Legend has it that after World War 2, Asian mechanics started fitting engines into rickshaws. These rickshaws evolved from being pedaled to propelled by an internal combustion engine, ICE engine. The single-cylinder engine made a pulsating tuk sound, hence the name tuk-tuk or auto rickshaw. It is widely believed that these engines were remnants of the European influence during the war.

Around the same time, the Italian aircraft manufacturer, Piaggio, launched the robust Ape a three-wheeler. The light vehicle addressed the logistical needs of post-war Italy. Its ability to maneuver the narrow streets endeared it to the Italian market and grew its popularity overseas. Apart from easily navigating tight corners, the tuk-tuk has a narrow body and can carry heavy loads. It is economical to drive and safer as the driver sits in a cabin, which provides an extra safety net in the event of an accident.
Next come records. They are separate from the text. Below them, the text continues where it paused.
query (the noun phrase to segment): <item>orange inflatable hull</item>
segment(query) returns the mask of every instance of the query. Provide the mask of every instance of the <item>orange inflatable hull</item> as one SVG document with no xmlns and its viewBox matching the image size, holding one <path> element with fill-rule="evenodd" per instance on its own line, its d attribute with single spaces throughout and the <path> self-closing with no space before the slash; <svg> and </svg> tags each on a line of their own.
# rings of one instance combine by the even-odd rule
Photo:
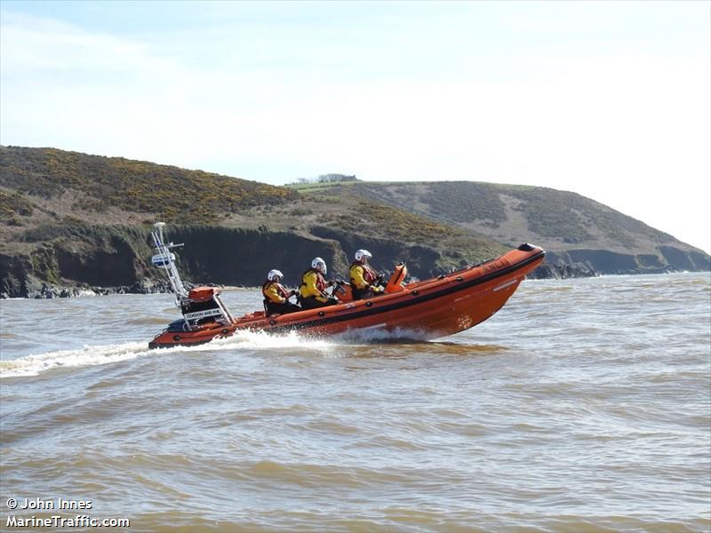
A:
<svg viewBox="0 0 711 533">
<path fill-rule="evenodd" d="M 330 306 L 265 316 L 252 313 L 228 324 L 207 324 L 196 330 L 165 330 L 150 348 L 191 346 L 229 337 L 238 330 L 332 336 L 358 330 L 382 330 L 404 338 L 437 338 L 467 330 L 499 311 L 546 252 L 523 244 L 481 265 L 410 283 L 395 292 Z"/>
</svg>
The upfront cost is low hence its popularity in last-mile delivery and taxi services. However, due to the pulsating power delivery, tuk-tuks vibrate a lot. This is very uncomfortable for users.

Fast forward to February 2024, when Car and General Kenya Limited launched the electric Piaggio Ape, joining companies like ARC Ride, Biliti Electric, and Kiri EV in the electric three-wheeler space.

The electric three-wheeler carries all the attributes of its ICE counterparts and more. It replaces the noisy tuk-tuk sound with the zephyr-like polite sonic of the electric motor. The electric tuk-tuk provides a smoother ride for the driver and passengers These attributes place the vehicle in an exceptional position in the urban transportation space.

The coastal city of Mombasa has plenty ICE tuk-tuks. The numbers are said to be in the region of 14000 vehicles.  The transition to electric tuk-tuks will provide the sector with a watershed moment. Indeed, the sector will have the privilege of redefining itself into a premium service provider in the transportation sphere. In the past residents of the port city have complained of the noisy pollutants that clog the narrow streets causing traffic snarl-ups. Many hotels are on record for barring tuk-tuks from dropping passengers at the hotel entranceway and are consigned to drop-off points at the main gates. Consequently, guests are compelled to walk to the hotel lobby. Electric tuk-tuks provide an opportunity for change as they are silent. Further operators can organize themselves in groups and establish designated pick-up and drop-off points, thus reducing congestion on the roads. They can monitor each other’s compliance with the traffic rules and instill discipline. It has worked in the boda boda sector in Rwanda, why not the tuk-tuk space in Kenya?

The complete reset of modus operandi surrounding the public transport sector is long overdue. One of the reasons why there is a lot of disorganization is the stiff competition for passengers. This competition is amplified by the narrow margins most drivers earn due to the high operating costs of the vehicles. Since electric vehicles are cheaper to run, the ripple effect is less stress on the drivers to make ends meet.

To mitigate the high upfront cost of the electric tuk-tuk, e-mobility companies provide battery leasing services under the battery-as-a-service business model. By doing this they maintain the batteries as assets and offer swapping services. Customers pay per swap and enjoy healthy batteries for as long as they maintain their vehicles in good order. The leasing companies enjoy recurring revenue from their assets. It is a win-win scenario.

As the race towards decarbonization of the transport sector takes shape, the three-wheeler sector provides a great business opportunity in a space where the traction for electric three-wheelers has been slow.